3. The Courts below have found the above case proved from the testimony of the witnesses.
4. For a public servant to be guilty Under Section 161, it is not necessary that he should accept gratification for himself. The section itself lays down that it does not matter if he accepts gratification for "any other person." That other person need not be a public servant at all. The consideration for the gratification, namely, the act of "doing or forbearing to do, etc.," must be done by the public servant accepting the gratification and not by the "other person." This is clear from the language of the section. The words
"doing or forbearing to do any official act, or for showing or forbearing to show, in the exercise of his official functions, favour or disfavour to any person, or for rendering or attempting to render"

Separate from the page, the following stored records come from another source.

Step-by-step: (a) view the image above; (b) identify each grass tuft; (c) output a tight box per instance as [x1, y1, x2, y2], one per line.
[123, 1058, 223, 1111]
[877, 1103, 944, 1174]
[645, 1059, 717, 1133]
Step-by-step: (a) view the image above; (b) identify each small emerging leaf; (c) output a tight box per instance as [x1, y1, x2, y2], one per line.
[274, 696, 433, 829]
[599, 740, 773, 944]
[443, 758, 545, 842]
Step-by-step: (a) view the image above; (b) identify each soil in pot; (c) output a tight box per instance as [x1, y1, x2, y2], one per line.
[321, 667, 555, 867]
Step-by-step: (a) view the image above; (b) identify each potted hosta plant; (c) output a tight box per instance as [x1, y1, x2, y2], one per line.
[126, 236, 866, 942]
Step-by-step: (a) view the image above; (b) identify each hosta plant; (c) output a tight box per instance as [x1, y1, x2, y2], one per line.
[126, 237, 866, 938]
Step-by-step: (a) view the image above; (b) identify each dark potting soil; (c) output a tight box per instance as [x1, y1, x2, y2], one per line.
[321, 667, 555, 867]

cannot at all go, under the rules of grammar, with the words "any other person;" they can go only with the word "whoever." I am supported in this view by Emperor v. Bhagwan Das, 31 Bom. 335 : (5 Cr.. L. J. 309). Since the consideration of "doing or forbearing, etc.", was not required from the applicant, he cannot be held guilty Under Section 161 as the principal offender. The applicant might, however, be guilty Under Section 161 read with Section 116, Penal Code as an abettor.
5. Any one who engages with one or more other person in conspiracy for the doing of a thing, is said to abet the doing of that thing if an act takes place in pursuance of that conspiracy. Here, the conspiracy is said to be between the applicant and Jai Pal. etc, It is not necessary that the conspiracy should be with the person to be abetted; Expl. 5 to Section 108, Penal Code, makes it clear that a conspiracy to abet an offence need not be with the person to be abetted. The conspiracy is said to be that Jai Pal, etc., should pay the money as a bribe to the Sub-Inspector and that the applicant should receive it on behalf of the Sub-Inspector. He is also said to have intentionally aided the receipt of a bribe by the Sub-Inspector by receiving the money from Jai Pal, etc. with the intention of paying it to the Sub-Inspector. Doing anything to facilitate the commission of the act of receiving a bribe, is intentionally aiding that act.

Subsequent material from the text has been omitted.